In the early hours of the Asian trading session, simultaneous upward movements in Bitcoin, gold, and silver were observed, driven by a significant depreciation of the US dollar. This shift followed statements from Federal Reserve Chairman Jerome Powell after the Department of Justice subpoenaed the Federal Reserve, with potential criminal sanctions emerging as a new discussion point by Friday. Powell’s remarks triggered speculations of retribution against the Fed for not aligning with President Donald Trump’s desired interest rate path, more than his testimony in Congress in June.
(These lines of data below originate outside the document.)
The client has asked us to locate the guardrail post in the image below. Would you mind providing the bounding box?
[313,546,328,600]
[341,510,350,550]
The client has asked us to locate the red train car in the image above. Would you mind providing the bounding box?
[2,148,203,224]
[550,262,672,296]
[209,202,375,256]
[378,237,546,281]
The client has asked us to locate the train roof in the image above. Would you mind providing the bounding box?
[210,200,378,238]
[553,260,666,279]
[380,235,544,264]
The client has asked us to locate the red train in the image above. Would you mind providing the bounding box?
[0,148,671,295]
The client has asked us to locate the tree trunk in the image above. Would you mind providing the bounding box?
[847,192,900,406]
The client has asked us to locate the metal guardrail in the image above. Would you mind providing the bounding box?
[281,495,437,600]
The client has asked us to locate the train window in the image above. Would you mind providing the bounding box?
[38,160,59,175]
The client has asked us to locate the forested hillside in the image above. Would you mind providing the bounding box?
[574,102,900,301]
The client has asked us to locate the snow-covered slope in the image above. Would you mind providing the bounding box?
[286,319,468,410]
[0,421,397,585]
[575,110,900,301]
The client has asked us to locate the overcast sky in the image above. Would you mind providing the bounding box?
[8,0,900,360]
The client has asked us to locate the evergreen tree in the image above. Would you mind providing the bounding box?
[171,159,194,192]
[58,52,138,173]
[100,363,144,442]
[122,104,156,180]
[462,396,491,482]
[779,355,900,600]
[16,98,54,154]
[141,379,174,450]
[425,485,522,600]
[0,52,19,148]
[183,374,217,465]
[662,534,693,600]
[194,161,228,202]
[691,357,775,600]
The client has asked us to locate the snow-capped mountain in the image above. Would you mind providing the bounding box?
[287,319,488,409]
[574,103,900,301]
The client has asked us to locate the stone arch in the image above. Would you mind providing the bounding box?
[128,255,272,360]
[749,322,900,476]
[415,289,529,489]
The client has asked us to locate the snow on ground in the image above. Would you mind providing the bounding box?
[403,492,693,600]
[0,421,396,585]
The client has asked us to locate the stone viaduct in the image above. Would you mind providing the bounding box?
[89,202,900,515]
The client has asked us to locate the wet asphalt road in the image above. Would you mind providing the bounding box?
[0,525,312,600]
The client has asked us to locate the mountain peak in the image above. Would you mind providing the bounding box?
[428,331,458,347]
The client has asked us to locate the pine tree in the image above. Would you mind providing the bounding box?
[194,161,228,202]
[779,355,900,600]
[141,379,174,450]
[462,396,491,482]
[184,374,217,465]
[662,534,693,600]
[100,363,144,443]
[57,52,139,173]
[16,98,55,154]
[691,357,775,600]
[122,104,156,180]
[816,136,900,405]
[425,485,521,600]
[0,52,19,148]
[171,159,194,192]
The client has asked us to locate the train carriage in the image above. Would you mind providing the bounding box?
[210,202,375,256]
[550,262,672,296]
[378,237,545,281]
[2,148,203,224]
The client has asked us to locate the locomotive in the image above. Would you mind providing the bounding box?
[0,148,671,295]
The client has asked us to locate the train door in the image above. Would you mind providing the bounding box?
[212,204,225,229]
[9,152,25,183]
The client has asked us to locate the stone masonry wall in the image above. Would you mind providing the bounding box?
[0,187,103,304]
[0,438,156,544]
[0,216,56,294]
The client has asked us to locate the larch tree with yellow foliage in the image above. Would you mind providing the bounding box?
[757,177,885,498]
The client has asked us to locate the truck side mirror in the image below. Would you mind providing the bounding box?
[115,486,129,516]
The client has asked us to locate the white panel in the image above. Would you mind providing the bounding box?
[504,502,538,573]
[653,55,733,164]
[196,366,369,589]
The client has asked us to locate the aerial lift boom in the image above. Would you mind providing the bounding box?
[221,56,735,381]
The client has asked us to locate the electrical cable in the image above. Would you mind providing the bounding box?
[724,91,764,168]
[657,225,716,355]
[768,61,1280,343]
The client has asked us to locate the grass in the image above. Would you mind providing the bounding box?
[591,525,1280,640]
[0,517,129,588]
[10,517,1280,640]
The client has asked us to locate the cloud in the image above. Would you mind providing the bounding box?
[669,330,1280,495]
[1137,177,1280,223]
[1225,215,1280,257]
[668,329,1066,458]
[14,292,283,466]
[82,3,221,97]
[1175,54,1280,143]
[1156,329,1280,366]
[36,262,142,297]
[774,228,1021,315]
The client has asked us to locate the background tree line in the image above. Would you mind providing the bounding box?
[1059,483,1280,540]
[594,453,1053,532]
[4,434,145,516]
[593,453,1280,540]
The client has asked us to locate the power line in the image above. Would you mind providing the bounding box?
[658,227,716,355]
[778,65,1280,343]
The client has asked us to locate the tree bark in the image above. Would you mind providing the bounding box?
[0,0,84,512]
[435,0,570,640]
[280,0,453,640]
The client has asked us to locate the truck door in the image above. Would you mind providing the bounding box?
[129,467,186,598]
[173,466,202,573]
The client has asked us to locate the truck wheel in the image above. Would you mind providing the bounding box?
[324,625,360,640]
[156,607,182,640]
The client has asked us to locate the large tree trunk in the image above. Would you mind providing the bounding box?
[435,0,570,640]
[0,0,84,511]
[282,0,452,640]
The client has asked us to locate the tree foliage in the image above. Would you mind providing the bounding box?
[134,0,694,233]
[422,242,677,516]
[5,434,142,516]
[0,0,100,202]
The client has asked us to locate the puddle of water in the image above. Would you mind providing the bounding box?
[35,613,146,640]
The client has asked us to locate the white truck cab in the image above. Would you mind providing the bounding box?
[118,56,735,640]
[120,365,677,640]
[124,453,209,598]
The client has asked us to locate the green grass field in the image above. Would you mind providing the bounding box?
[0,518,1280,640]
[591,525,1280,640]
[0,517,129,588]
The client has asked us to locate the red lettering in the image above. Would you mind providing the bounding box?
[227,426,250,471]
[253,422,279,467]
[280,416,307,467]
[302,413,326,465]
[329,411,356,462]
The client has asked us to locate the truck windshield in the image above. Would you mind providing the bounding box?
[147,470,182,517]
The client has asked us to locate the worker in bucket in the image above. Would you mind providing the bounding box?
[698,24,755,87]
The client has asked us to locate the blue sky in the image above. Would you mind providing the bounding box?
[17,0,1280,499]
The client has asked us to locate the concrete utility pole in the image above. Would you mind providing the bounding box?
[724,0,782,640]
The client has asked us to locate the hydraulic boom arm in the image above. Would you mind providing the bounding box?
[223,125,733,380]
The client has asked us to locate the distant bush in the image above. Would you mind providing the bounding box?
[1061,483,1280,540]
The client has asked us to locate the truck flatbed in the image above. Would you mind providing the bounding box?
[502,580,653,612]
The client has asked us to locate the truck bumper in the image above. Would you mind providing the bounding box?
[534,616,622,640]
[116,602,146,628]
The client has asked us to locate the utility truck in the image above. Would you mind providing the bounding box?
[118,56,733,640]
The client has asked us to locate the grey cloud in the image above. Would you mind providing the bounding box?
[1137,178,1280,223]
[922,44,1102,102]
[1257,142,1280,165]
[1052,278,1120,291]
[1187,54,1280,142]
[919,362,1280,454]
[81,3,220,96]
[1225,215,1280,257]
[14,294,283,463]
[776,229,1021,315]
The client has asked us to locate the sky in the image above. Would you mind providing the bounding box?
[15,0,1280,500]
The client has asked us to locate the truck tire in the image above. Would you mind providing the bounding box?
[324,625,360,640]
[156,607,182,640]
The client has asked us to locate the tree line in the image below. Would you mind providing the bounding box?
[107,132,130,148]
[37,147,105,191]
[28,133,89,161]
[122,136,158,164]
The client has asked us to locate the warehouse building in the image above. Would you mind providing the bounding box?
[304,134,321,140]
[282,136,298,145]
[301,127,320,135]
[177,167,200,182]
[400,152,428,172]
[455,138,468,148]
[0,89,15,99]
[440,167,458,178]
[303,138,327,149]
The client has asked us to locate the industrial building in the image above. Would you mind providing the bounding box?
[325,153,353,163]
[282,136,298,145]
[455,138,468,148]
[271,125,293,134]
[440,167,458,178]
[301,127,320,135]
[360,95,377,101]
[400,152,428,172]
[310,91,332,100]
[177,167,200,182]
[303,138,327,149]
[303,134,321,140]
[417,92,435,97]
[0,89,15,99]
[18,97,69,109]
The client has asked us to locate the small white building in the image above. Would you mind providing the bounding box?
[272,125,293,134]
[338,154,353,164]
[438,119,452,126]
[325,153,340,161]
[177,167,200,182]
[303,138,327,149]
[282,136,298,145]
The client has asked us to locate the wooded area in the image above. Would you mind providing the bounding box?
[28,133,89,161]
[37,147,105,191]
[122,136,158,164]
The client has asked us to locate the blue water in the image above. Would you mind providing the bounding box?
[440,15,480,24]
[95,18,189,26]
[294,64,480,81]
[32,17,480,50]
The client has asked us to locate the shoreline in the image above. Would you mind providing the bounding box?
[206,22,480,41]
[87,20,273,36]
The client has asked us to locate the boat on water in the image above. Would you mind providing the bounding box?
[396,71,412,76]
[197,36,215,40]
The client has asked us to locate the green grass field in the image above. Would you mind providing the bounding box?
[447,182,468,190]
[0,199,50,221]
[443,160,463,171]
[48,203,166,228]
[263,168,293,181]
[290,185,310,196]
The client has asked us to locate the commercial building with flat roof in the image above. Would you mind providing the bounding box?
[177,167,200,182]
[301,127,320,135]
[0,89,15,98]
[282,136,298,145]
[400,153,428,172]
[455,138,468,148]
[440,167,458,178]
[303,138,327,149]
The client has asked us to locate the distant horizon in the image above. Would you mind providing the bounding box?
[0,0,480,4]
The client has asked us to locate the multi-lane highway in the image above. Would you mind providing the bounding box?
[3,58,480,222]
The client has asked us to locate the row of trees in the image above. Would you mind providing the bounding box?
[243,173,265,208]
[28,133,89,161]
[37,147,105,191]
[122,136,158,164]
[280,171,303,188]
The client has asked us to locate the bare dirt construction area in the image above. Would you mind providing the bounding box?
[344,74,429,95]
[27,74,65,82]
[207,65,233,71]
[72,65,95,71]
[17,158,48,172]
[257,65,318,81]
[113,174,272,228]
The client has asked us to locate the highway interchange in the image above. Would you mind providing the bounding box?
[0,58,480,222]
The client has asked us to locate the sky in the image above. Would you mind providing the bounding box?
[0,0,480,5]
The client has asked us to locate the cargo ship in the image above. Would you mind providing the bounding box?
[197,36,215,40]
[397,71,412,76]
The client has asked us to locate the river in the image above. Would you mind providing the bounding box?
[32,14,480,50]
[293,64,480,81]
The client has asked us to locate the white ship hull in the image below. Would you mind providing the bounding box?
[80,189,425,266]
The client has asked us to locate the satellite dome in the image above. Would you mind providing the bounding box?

The markets responded by gravitating toward safe havens; however, Bitcoin’s sustained gains were more limited.
The Debate on Central Bank Independence and Safe-Haven Pursuits
Although the action of the US Department of Justice toward the Federal Reserve is considered limited in direct economic impact, it holds the potential to damage the perception of central bank independence. In financial circles, even the possibility of political pressure can create a risk premium affecting institutional credibility. Historical precedents show that such narratives can quickly pivot capital toward alternative value storage methods.
Within this context, the purchases of gold and silver were not surprising. Both commodities are viewed as natural insurance for portfolios in times of political and institutional uncertainty. The rise during the Asian session continued a positively trending technical outlook. The move to store value amid doubts over central bank policies was a primary factor supporting price movements.
However, the developments were not limited to commodities. Bitcoin’s simultaneous upward movement during this period suggested efforts to reposition the cryptocurrency as a hedge against the fiat system. Yet, the market signals indicated that this narrative had not yet established a firm foundation.
Familiar Resistance in Bitcoin and Diminished Breakout Hopes
Bitcoin failed to close sustainably above the 92,000-dollar level during its rise. A sharp pullback occurred with the opening of the European session, reminiscent of repeated patterns at the end of last year where attempts to rise quickly met with selling. This behavior suggests that structural pressures faced by the crypto market since October 10 continue to persist.
Derivative market positioning also supports this picture. Recent weeks have seen a notable reduction in long-term high-strike call options. Portions of the 98,000 and 100,000-dollar strike contracts for January and February 2026 have been closed, while some positions have shifted to 125,000 dollars for March 2026, indicating a deferral of bullish expectations. A tendency to buy time rather than confident short-term belief has emerged.
During U.S. trading hours, continued Bitcoin selling, though more scattered compared to previous weeks, still restricts upward movements with a prevailing supply pressure perception. As macroeconomic volatility increases, compared to the resilience of precious metals and stocks, the relative allure of crypto assets appears weakened. Markets have adopted a cautious stance ahead of upcoming U.S. consumer inflation data on Tuesday and the Supreme Court’s tariff decision expected on Wednesday.